Forum Moderators: open

Message Too Old, No Replies

301's, DNS, hosting and domain name changes

Well Done Google

         

hurlimann

10:00 pm on Jun 29, 2002 (gmt 0)

10+ Year Member



As these areas are ones Google have been thought to be slow on in the past I can report that:
1) A 301 was handled 100% correctly at first update. Domain name was changed, Pagerank transfered and serp position static for all pages.
2) A dns and IP change to 20 sites was spotted by Google and all have or are now being crawled. Maybe a fluke but they all appear to be getting the deep crawl treatment.

No other engine has come close. Well Done.

Brett_Tabke

12:30 am on Jul 7, 2002 (gmt 0)

WebmasterWorld Administrator 10+ Year Member Top Contributors Of The Month



You are one of the few that reported Google handling it that way on 301. Usually, page rank is zapped and you start over.

>No other engine comes close

I'd disagree with that. There are two other engines who handle moved sites better. It's been my experience, that there is no quicker way to mess up a ranking, than to move a site (extensive experience in doing that).

rjohara

12:58 am on Jul 7, 2002 (gmt 0)

10+ Year Member



I recently got a new page listed in dmoz, and the editor put it in with no file extension, i.e., instead of mysite.org/sequence.html it was listed as mysite.org/sequence. This doesn't cause browsing problems - the server seems to know enough to look for the .html version - but when the page appeared in the last Google directory it was at the bottom of the list with no PR bar showing. I presume this happened because of the file extension problem.
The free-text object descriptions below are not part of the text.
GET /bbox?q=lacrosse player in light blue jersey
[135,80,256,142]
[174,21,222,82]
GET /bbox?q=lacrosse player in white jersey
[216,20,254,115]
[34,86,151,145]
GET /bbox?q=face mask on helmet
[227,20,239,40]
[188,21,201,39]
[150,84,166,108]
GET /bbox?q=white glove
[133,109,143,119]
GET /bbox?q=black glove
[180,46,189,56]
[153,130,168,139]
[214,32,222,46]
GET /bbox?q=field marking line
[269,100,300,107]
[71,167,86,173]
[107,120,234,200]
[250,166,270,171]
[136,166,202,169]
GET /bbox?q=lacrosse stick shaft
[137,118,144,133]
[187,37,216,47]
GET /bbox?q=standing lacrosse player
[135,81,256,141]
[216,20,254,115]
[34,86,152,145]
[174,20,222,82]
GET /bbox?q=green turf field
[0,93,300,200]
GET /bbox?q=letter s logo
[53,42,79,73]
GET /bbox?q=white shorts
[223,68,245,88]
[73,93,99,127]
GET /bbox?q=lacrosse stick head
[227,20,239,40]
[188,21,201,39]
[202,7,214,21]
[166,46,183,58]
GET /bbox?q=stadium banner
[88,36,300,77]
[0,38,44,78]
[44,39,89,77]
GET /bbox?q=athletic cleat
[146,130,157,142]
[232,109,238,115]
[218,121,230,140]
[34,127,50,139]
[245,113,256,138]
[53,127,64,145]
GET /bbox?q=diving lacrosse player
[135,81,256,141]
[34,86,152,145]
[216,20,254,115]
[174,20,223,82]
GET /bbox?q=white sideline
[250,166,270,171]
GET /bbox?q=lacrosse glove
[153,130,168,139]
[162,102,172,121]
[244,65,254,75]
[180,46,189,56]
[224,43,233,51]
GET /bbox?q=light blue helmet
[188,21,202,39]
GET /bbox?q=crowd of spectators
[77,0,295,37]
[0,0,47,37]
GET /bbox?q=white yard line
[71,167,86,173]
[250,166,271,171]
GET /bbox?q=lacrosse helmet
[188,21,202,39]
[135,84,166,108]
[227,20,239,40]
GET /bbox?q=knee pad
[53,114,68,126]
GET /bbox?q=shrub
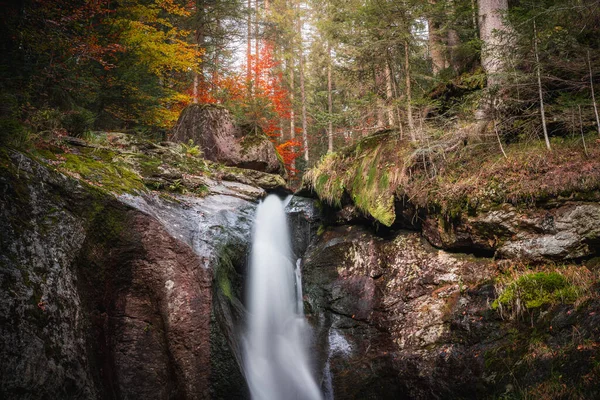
[61,109,96,137]
[0,118,30,148]
[28,108,63,133]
I know next to nothing about servers, but I have learned enough to make a simple .htaccess file with a few redirect lines in it, no more. For this problem I put in (roughly):

Redirect 301 /sequence http:/ /mysite.org/sequence.html

Was that the correct thing to do? Or should I be indicating that "sequence" is in fact "sequence.html" by some other means?

I'd like to be able someday to implement Berners-Lee's recommendation (in "Good URL's Don't Change") to drop the file extensions altogether, but I'm not conversant enough with servers and how they interact with Google et al. to be up to that task yet.

RJO

Lisa

1:14 am on Jul 7, 2002 (gmt 0)

WebmasterWorld Senior Member 10+ Year Member



Why not make a mysite.org/sequence/ directory. That would solve redirect problems.

rjohara

2:00 am on Jul 7, 2002 (gmt 0)

10+ Year Member



Thank you, Lisa - I did consider doing that, but I've got a lot of internal links already written and pointing to "sequence.html" so I thought it was six of one and half a dozen of the other. Maybe it would be better to replace all those sequence.html's with sequence/ and put the file in a directory of its own, as you say.

When I first learned HTML I designed all my sites with a paired file/directory structure (topic1.html and topic1/, topic2.html and topic2/, etc.). The server I had didn't handle trailing slashes easily, and I didn't appreciate the convenience of putting an index file inside each directory. So I've got a lot of legacy pages and directories organized that way. I'm gradually trying to migrate them to a simpler structure so the file extensions won't be so conspicuous. I'm not sure if I'm doing it efficiently, though. The next Google update will tell me if I've done the first batch right (lots of .html's should disappear and be replaced with dir/'s).

RJO

hurlimann

10:33 am on Jul 7, 2002 (gmt 0)

10+ Year Member



>You are one of the few that reported Google handling it that way on 301. Usually, page rank is zapped and you start over.

I know and I was suprided too.

Brett which other engines handle moved sites better? So far none have done anything:(

And yes I agree that a move is a last resort, It was forced on us when we lost a domain name case.

Brett_Tabke

5:21 pm on Jul 7, 2002 (gmt 0)

WebmasterWorld Administrator 10+ Year Member Top Contributors Of The Month



>better

Fast/Ink. Both follow the 301 and don't mess with the ranking if the content is the same.

hurlimann

5:35 pm on Jul 7, 2002 (gmt 0)

10+ Year Member



Just my luck Brett. Neither has worked.
Ink (PFI) keep rejecting the new url as duplicate content even though the old url is gone and Fast keep listing the old url despite crawling the new one.